Nous avons développé depuis quelques années une technique de
représentation à base de surfaces implicites (iso-surfaces
d'un champ potentiel) qui améliore l'efficacité des
détections de collision, offre une modélisation exacte des
surfaces de contact, et permet une représentation aisée des
changements de topologie (fractures, fusions).

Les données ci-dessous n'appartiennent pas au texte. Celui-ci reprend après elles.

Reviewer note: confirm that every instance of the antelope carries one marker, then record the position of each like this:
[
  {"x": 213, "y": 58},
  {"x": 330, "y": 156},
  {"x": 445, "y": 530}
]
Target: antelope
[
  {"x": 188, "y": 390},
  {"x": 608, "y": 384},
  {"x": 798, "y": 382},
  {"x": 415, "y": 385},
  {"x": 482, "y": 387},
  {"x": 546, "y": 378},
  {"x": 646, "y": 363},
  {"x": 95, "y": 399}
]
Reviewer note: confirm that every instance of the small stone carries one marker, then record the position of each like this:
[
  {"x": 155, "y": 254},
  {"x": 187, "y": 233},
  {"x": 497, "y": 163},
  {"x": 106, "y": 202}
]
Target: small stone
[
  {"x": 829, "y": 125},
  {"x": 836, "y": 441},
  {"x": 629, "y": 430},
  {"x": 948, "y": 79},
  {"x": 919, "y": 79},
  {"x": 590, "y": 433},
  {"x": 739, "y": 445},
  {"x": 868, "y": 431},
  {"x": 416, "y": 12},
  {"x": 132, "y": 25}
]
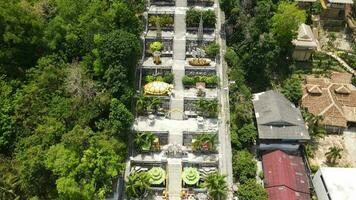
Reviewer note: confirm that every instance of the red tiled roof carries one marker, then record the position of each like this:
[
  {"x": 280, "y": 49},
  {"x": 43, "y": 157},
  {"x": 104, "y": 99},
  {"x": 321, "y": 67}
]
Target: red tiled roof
[{"x": 284, "y": 172}]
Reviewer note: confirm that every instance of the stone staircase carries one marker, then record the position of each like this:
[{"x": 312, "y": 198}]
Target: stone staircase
[{"x": 175, "y": 180}]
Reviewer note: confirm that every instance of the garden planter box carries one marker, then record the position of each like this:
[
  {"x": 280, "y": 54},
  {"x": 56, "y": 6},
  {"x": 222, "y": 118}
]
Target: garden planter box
[
  {"x": 200, "y": 3},
  {"x": 205, "y": 29},
  {"x": 163, "y": 28},
  {"x": 209, "y": 86}
]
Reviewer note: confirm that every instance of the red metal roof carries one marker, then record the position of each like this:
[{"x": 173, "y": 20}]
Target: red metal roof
[
  {"x": 285, "y": 176},
  {"x": 284, "y": 193}
]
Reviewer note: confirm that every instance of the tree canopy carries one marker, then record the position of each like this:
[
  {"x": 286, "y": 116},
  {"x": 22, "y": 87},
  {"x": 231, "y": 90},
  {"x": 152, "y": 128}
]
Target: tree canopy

D'autre part, animer des maquettes numériques en des temps
raisonnables constitue un véritable défi, dans la mesure où
ces maquettes sont le plus souvent destinées à simuler le
mouvement et les déformations d'objets hétérogènes complexes
du monde réel. C'est le cas par exemple pour la simulation
d'organes du corps humain, rendue indispensable par le
développement des applications médicales, ou pour celle des
phénomènes naturels destinés aux effets spéciaux dans le
secteur audiovisuel (coulées de lave, ruisseaux, végétation
animée, croissance et déchirures, etc). Le problème de
l'efficacité des algorithmes est encore exacerbé pour
certaines applications comme les simulateurs interactifs ou
les mondes virtuels, pour lesquelles le temps-réel est
requis. Notre méthodologie pour aborder ces problèmes
s'appuie sur trois axes majeurs :
- La représentation d'un phénomène complexe grâce à une
hiérarchie ou à un graphe de sous-modèles couplés (on parle
de ``modèle à couches'' pour désigner l'ensemble ainsi
constitué) : Il s'agit de décomposer, autant qu'il est
possible, l'objet ou le phénomène à représenter en une
hiérarchie de sous-phénomènes en interaction, pouvant
correspondre à des échelles totalement différentes. Le
modèle offrant le meilleur compromis entre réalisme et
temps de calcul est choisi pour chacun de ces
sous-phénomènes, sans hésiter à les simuler à des
fréquences différentes, ni à jouer sur la diversité des
représentations choisies pour chaque couche. Alors qu'un
véritable modèle physique sera utilisé pour certaines
d'entre elles, un simple habillage cinématique,
géométrique, ou même des textures animées pourront faire
gagner en efficacité pour les autres.
- La mise au point de modèles générateurs adaptés à une
échelle et un phénomène donné, les contraintes étant que
ceux-ci doivent être efficaces en temps de calcul et
facilement controlés par un utilisateur. Nous développons
d'une part des modèles découlants d'équations physiques
locales simplifiées (voire résultant parfois d'analogies),
et d'autre part des modèles phénoménologiques (prairies
sous le vent, ruisseaux, croissance, textures animées),
quand il est plus simple de modéliser et contrÔler les
effets visibles des phénomènes que leur cause
physique.
- La conception d'algorithmes de simulation adaptatifs,
offrant à chaque instant le meilleur compromis entre
précision et réalisme. Ces algorithmes permettent d'adapter
dynamiquement en cours de simulation, soit la nature des
modèles utilisés au sein d'un modèle à couche, soit la
précision à laquelle sont effectués les calculs pour un
modèle donné. Cette adaptation peut être faite en fonction
des contraintes d'efficacité, de précision, et de
l'importance de chaque objet dans la scène.